NP -- the context around https://github.com/apple/swift/pull/29691 is definitely useful. Wasn't aware that you were working on this, and this should come in useful in other contexts in C++ interop!

@John_McCall Looking for feedback on the options for plumbing CXXConstructorDecl through to SignatureExpansion (not sure if you'd seen).

If you agree, I'd like to go ahead with Option 1 described there.

It needs to be a clang::GlobalDecl, but yes, I think plumbing it down to SignatureExpansion is probably the right approach. That'll require us to either enforce that the function_ref isn't used indirectly in SIL or generate a thunk for it in IRGen.

Thanks, that makes sense.

Is this something that can happen for initializers?

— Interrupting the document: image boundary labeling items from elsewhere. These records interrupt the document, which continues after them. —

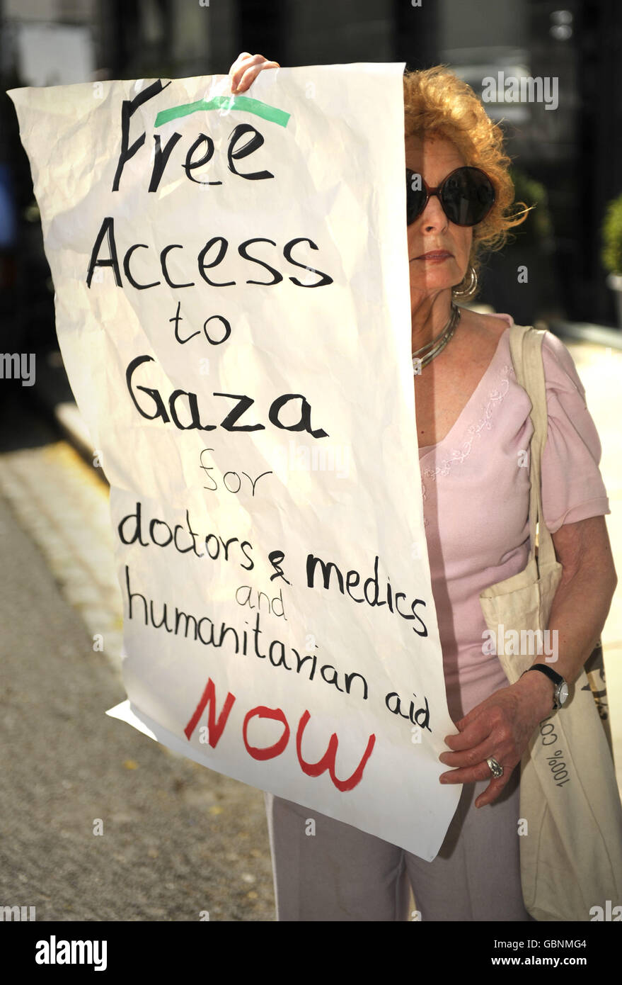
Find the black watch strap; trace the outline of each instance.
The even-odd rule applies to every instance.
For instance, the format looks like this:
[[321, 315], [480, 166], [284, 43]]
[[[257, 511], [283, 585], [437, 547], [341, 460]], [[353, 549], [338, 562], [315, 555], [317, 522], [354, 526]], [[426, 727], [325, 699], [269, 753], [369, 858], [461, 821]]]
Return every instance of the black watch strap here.
[[526, 671], [523, 671], [521, 677], [523, 677], [525, 674], [529, 674], [529, 671], [539, 671], [540, 674], [544, 674], [549, 679], [549, 681], [553, 682], [555, 686], [555, 689], [553, 690], [553, 711], [556, 711], [558, 708], [561, 708], [568, 696], [568, 686], [566, 686], [566, 688], [562, 691], [562, 685], [565, 685], [566, 682], [564, 681], [561, 674], [558, 674], [557, 671], [554, 671], [552, 667], [548, 667], [546, 664], [532, 664], [531, 667], [528, 667]]
[[[564, 683], [564, 679], [561, 674], [558, 674], [557, 671], [554, 671], [553, 668], [549, 667], [547, 664], [533, 664], [531, 667], [528, 667], [526, 671], [523, 671], [523, 674], [529, 674], [529, 671], [539, 671], [540, 674], [546, 674], [546, 677], [549, 681], [553, 682], [556, 688], [558, 688], [560, 684]], [[521, 677], [523, 677], [523, 674]]]

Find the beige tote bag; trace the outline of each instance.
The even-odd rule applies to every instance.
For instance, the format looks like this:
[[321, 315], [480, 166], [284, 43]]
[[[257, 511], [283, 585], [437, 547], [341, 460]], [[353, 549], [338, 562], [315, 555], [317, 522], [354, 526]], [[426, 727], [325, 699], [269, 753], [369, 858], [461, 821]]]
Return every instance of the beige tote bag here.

It definitely seems like something I need to watch out for once I start doing method calls correctly with arrangeCXXMethodCall().

Anyhow, I'll proceed along these lines and will resubmit the PR for review once it's ready.

It might be something that can happen because of SIL transformations even if you can't convince SILGen to do it. There needs to be some rule that SIL can't do it if we intend to have that restriction.

1 Like

+1 to everything John said here. Just want to add that if we are going to restrict it, please make sure to add a verifier check.

I’ve reconsidered and have now taken an approach that doesn’t require me to plumb the GlobalDecl through to SignatureExpansion. This seemed problematic for reasons discussed before: It breaks the idea that a Signature can be computed solely from a CanSILFunctionType, and we’d need to make sure the constructor doesn’t get called indirectly. Besides, computing the correct LLVM signature isn’t the only problem we have to solve; we also have to make sure we pass the right implicit arguments when we actually call the constructor.

Instead, I now do this:

  • Give the constructor a SIL function type that make SignatureExpansion produce a best-effort guess at what the constructor signature should look like (namely, pass a this pointer as the first argument and return void).
  • If this assumption wasn’t correct, emit a thunk that adds any required implicit parameters and adjusts the return type if necessary. This thunk is alwaysinline, so there is no runtime overhead. There is some compile-time overhead from having LLVM inline the thunk; if this turns out to be excessive, I’ll make a followup change to emit the correct callsite without a thunk in the case of direct calls.

The PR (Add support for calling C++ constructors by martinboehme · Pull Request #30630 · apple/swift · GitHub) is still marked “draft”, but this is only because it requires a change to land in Clang that allows the implicit constructor args to be retrieved. I think this is the right approach and consider the PR to be final in terms of what I’d like to merge, and I’d appreciate a review at this point.

Alright, that seems workable, although you might consider having the constructor return the value as an @out result.

The assumption will be that references to constructors are always to the complete-object variant, which seems reasonable to me.

@John_McCall as an additional benefit, wouldn't returning the value @out allow for SILOptimizer RVO to compose with C++ RVO? Seems like it would.